My second rule of thumb is ‘dogs and kids don’t mix’.  Most dog bites in Canada are children.

Injuries associated with dog bites and dog attacks were sustained most frequently by 5-9 year olds (28.5%). Of all injuries related to dog bites and dog attacks, 57.9% were to males. Injuries occurred most often in the summer, 37.7%, and most frequently between the hours of 4 and 8 p.m., (32.7%). Most injuries occurred at the victim’s own home, 34.2% or other home, 30.3%. The majority of injuries occurred when the patient had no direct interaction with the dog, 28.9%. Injuries that required advice only or minor treatment accounted for 57.9% of patients, while 36.8% of patients needed medical follow-up after leaving the emergency department and 4.5% were admitted to hospital. Overall, the most frequent types of injury were bites, 73.1%, and the body part most often affected was the face, 40.5%. (Public Health Canada)

Pet Owner Responsibility

The fact is simple. Dog bites leave lasting scars, inside and out. Be a responsible pet owner and take some precautions:

  1. Do not force your dog to endure petting from strangers
  2. Do not force your dog to engage with other dogs
  3. Do not play off leash in a public area
  4. Do not assume that strangers will welcome your dog’s presence
  5. Never leave a dog alone with a child. Dogs are not toys. Do not let children maul or play with them.
  6. Do not assume that a stranger will not provoke your dog
  7. Make sure you have used prudent care when securing your dog and protecting the public
  8. Only use equipment made for dogs. A horse stable, garage, or chain are not made to be dog proof.
  9. Do not let your dog run to the door and bark. Teach it self-control. Teach it to go to a mat and wait when you are talking to someone at the door. This includes not letting your dog rush at people barking.

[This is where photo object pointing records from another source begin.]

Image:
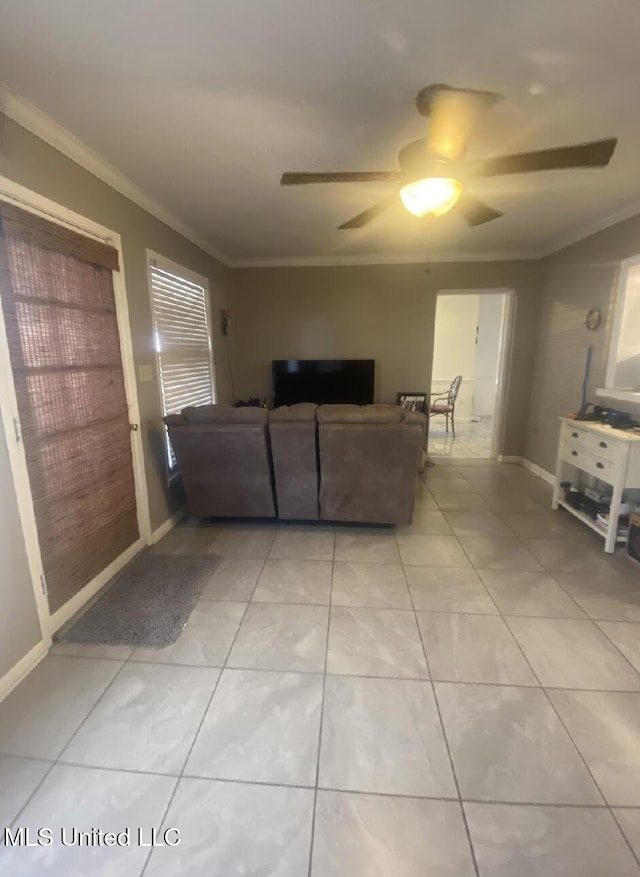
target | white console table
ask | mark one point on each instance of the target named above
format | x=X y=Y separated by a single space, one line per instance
x=612 y=455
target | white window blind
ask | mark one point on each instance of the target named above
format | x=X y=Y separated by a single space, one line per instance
x=182 y=340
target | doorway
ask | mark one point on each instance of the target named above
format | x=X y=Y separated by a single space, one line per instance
x=471 y=335
x=76 y=461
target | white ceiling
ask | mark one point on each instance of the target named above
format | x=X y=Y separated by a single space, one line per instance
x=203 y=103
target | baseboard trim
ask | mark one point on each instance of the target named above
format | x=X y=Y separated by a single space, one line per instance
x=168 y=525
x=24 y=666
x=538 y=470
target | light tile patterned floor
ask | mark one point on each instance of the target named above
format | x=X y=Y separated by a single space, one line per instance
x=457 y=697
x=472 y=438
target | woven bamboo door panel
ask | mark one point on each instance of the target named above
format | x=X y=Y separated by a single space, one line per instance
x=64 y=346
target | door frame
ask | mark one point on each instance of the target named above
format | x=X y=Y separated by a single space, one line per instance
x=507 y=335
x=9 y=416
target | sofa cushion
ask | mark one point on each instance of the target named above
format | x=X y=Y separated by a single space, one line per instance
x=379 y=414
x=220 y=414
x=303 y=411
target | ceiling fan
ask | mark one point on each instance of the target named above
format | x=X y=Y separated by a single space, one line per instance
x=433 y=176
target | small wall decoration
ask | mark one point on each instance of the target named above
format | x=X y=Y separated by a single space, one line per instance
x=593 y=319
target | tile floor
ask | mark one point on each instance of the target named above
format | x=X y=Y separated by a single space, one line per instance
x=472 y=439
x=459 y=697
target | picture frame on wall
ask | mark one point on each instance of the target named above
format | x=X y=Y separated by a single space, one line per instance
x=412 y=401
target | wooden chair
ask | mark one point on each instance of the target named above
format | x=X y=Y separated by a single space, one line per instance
x=445 y=403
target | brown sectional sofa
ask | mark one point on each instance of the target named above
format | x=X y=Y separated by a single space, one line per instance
x=302 y=462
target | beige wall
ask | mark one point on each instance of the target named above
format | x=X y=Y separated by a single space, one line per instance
x=19 y=627
x=34 y=164
x=384 y=312
x=574 y=280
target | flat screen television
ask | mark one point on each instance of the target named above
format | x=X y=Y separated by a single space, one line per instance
x=323 y=381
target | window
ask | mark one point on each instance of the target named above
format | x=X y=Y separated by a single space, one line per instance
x=624 y=356
x=182 y=340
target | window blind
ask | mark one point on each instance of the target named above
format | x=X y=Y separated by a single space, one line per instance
x=182 y=340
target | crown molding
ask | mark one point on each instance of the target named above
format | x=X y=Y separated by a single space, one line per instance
x=38 y=123
x=34 y=120
x=591 y=228
x=375 y=259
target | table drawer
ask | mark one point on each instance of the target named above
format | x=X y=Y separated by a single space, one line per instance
x=605 y=448
x=578 y=456
x=574 y=437
x=606 y=470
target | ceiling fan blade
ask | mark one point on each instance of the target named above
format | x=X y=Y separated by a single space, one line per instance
x=476 y=212
x=595 y=154
x=371 y=212
x=453 y=114
x=301 y=179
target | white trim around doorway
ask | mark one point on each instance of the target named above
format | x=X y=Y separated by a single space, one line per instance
x=9 y=417
x=507 y=336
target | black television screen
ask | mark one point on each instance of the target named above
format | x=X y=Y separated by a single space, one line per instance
x=323 y=381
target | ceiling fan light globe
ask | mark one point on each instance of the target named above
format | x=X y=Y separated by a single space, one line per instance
x=431 y=196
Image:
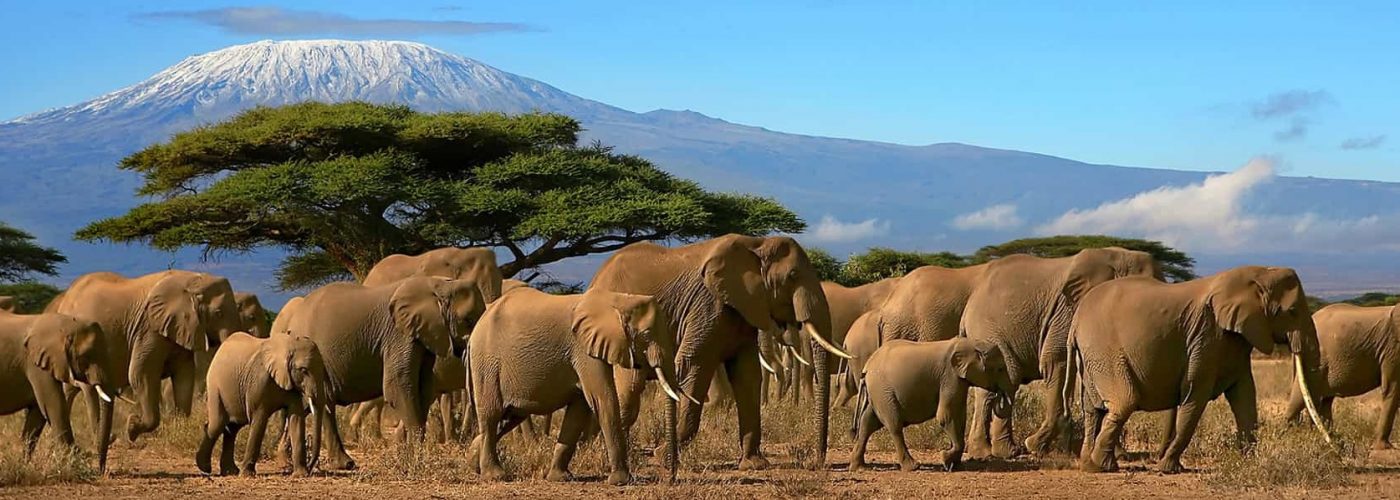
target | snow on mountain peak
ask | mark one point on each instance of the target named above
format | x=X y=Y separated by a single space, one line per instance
x=217 y=84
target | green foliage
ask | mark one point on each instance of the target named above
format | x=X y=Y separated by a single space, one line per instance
x=342 y=185
x=30 y=297
x=1374 y=299
x=20 y=257
x=1176 y=265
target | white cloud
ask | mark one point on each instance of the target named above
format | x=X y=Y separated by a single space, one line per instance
x=994 y=217
x=833 y=230
x=1210 y=216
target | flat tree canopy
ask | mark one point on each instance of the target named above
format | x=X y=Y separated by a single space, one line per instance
x=1176 y=265
x=21 y=258
x=343 y=185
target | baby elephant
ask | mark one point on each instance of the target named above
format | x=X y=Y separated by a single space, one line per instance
x=249 y=380
x=534 y=353
x=38 y=355
x=910 y=383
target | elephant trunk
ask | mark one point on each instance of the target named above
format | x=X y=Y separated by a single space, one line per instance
x=104 y=434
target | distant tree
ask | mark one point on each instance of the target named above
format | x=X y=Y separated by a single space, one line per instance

Teach an out command
  10. Learn to identify your dog’s stress cues and remove him/her from situations they do not want to be in.

My advice to this woman was to contact a veterinary behaviorist who could give the dog medication, and check for any health issues. Then contact a lawyer.

Most important, go to a good dog trainer and teach your dog impulse control, stress/frustration coping skills, and teach your dog ‘not’ to react to stress.